Thomas Dossus : Ce moment de démocratie interne est l’occasion d’affirmer des clivages internes avec des lignes qui se définissent et qui se confrontent. Savoir ouvrir le débat, c’est l’avantage de notre parti. Cela peut paraître incompréhensible de l’extérieur quand les motions n’expriment plus de vraies différences. Cette année, c’est différent. Je vois au moins trois motions qu’on peut considérer sérieuses.
Le fond du débat ?
Faut-il plus de radicalité ou faut-il embarquer plus de monde pour devenir un parti de gouvernement et chercher la conquête du pouvoir ? Cette question traverse tout le mouvement écologiste, bien au-delà du parti. Par ailleurs, cette partie de ping-pong entre Yannick Jadot et Sandrine Rousseau fatiguent les élus écologistes car elle invisibilise les enjeux de fonds tout comme les actions qu’on mène dans nos territoires.

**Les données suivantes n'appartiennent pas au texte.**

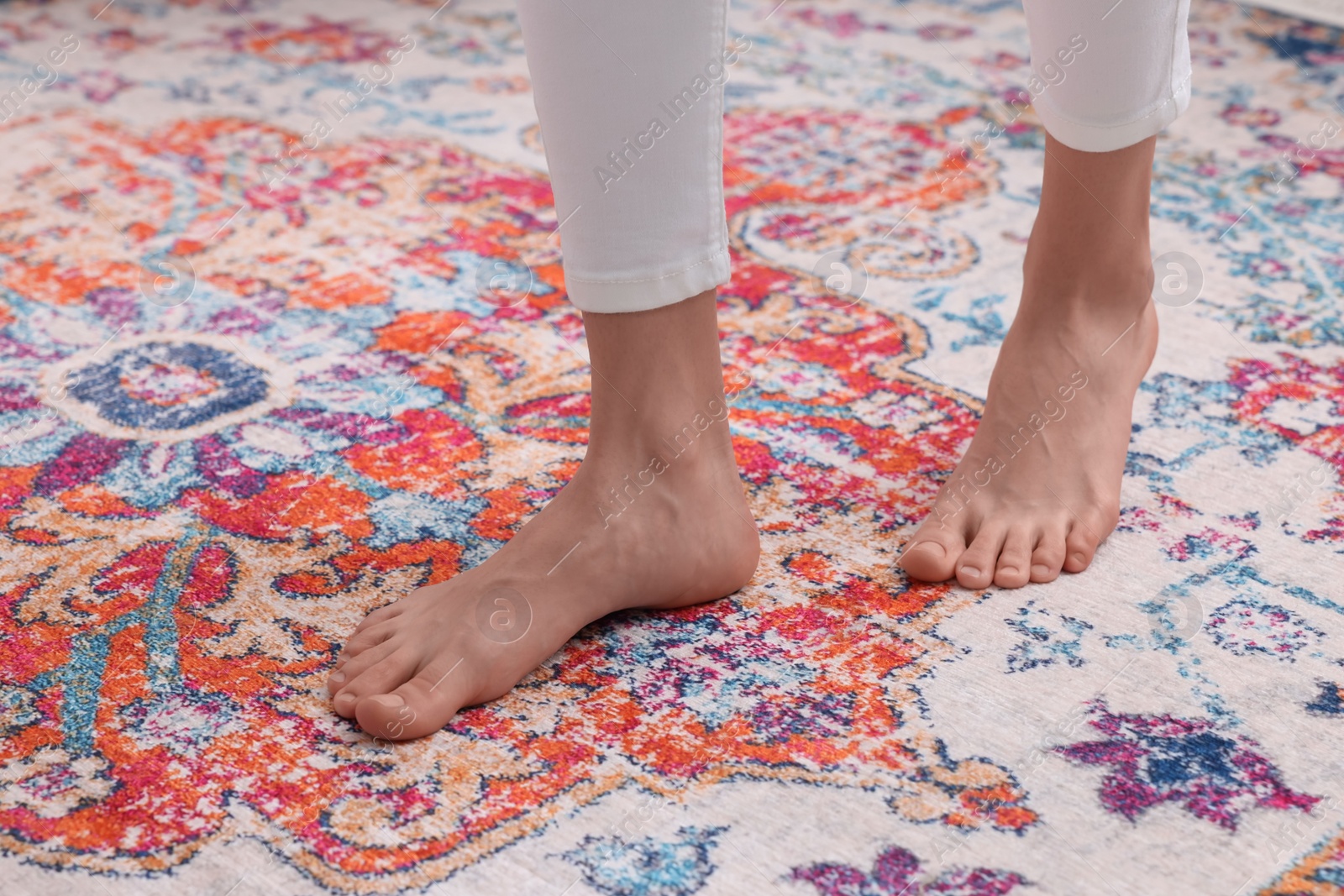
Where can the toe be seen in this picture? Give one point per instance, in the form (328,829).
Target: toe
(363,638)
(1014,567)
(976,567)
(381,678)
(1079,547)
(1048,557)
(932,555)
(420,705)
(351,671)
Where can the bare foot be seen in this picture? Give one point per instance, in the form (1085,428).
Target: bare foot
(1039,485)
(654,517)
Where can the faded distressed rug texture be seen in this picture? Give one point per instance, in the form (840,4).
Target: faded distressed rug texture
(284,335)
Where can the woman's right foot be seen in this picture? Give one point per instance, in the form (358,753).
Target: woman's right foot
(654,517)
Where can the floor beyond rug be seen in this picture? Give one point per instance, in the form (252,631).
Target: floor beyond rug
(255,382)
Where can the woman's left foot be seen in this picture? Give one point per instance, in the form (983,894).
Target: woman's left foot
(1039,486)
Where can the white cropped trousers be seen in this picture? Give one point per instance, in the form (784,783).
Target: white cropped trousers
(629,94)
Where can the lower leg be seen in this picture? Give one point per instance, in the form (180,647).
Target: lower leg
(654,517)
(1039,485)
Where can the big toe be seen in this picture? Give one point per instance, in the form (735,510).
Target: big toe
(418,707)
(932,555)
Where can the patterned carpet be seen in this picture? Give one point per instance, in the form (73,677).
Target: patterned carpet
(255,382)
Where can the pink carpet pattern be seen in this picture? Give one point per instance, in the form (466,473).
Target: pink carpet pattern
(257,378)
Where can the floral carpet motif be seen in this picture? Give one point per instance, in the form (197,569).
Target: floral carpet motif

Qu’est-ce qui vous choque ?
Sandrine Rousseau a vu que quand elle attaquait les élus écologistes, il y avait du répondant médiatique. Elle y va sans se soucier du collectif en brûlant ses vaisseaux à chacune de ses déclarations. Prenez les bassines : la question de savoir si elle avait assez soutenu Yannick ou pas après l’insulte peinte sur sa voiture, a écrasé la question de la préservation de notre ressources en eau ! On espère que ce congrès va trancher entre la stratégie du coup d’éclat permanent et la construction d’une dynamique plus large.
Mais une ligne claire peut-être vraiment s’imposer ?
Oui. Sur les trois motions évoquées, celle de Marine Tondelier a déjà recueilli 1 600 signatures de soutien contre 600 pour la suivante. La primaire qui a désigné l’an dernier notre candidat à l’élection présidentielle, Yannick Jadot, était trop serrée pour trancher. Ce congrès devrait être celui de la clarification. En tout cas, c’est mon choix. J’ai soutenu Yannick Jadot à la Primaire mais cette année, je suis avec Marine Tondelier. Yannick, lui, a signé la motion de Sophie Bussière. En résumé ni Yannick Jadot, ni Sandrine Rousseau ne sont en position de gagner ce congrès.
Du coup, qu’espérez-vous si Marine Tondelier l’emporte ?
Reconstruire le parti pour conquérir le pouvoir. Ce qui passe par une réforme du fonctionnement interne pour sortir d’un fonctionnement groupusculaire. Aujourd’hui, il y a six motions alors qu’il n’y a pas six courants internes !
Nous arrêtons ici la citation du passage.